NorthStar Expeditions is the official name for a group of 4 guys (including myself) that I canoe trip with every year. This spring, as a Father's Day gift, our wives signed us up for kayak lessons through Viki at Kingston Kayak Instruction. Some of our group had a bit of experience but mostly we're fairly novice paddlers when it comes to kayaks so we signed up for the Flatwater Skills course. The course included a session discussing various aspects of boats and paddling, a pool session, and most of last Saturday was spent on the water at Pike Lake. Getting the opportunity to practice rescues in a pool was a great way to get comfortable in the water where tipping over in the kayak becomes play. The highlight of the pool session was jumping off of the 5 meter platform - that's a long way down and a lot of time spent falling to think about regrets. Jay jumped off of the 7 meter platform and he said it was a big step up from 5 m. Thankfully, the 10 m platform was closed.

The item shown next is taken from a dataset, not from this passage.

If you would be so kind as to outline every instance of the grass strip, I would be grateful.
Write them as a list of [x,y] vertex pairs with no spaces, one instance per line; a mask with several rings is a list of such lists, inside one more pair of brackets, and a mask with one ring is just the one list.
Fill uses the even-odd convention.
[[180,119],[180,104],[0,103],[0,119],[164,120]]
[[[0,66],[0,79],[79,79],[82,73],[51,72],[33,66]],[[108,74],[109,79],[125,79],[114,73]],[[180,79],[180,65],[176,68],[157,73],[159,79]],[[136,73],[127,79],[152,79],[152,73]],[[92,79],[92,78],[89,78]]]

Saturday at Pike Lake the day started off pretty nice with warm and sunny skies, but eventually thunderstorms and rain rolled in (as previously posted). The rain really didn't matter too much since we were spending the afternoon largely in the water anyway. A bit warmer might have been nice but it was OK. My outfit for the afternoon while we were wet and practicing rescue techniques was a "shorty" wet suit, a polyester t-shirt, cycling sleeves (arm warmers), PFD, paddling gloves, with my light cycling jacket thrown over top of everything (I didn't realise how odd the jacket over everything made me look until I saw the pictures later - think red beach ball with a head on top). I tried goggles for about 30 seconds but they immediately filled with water.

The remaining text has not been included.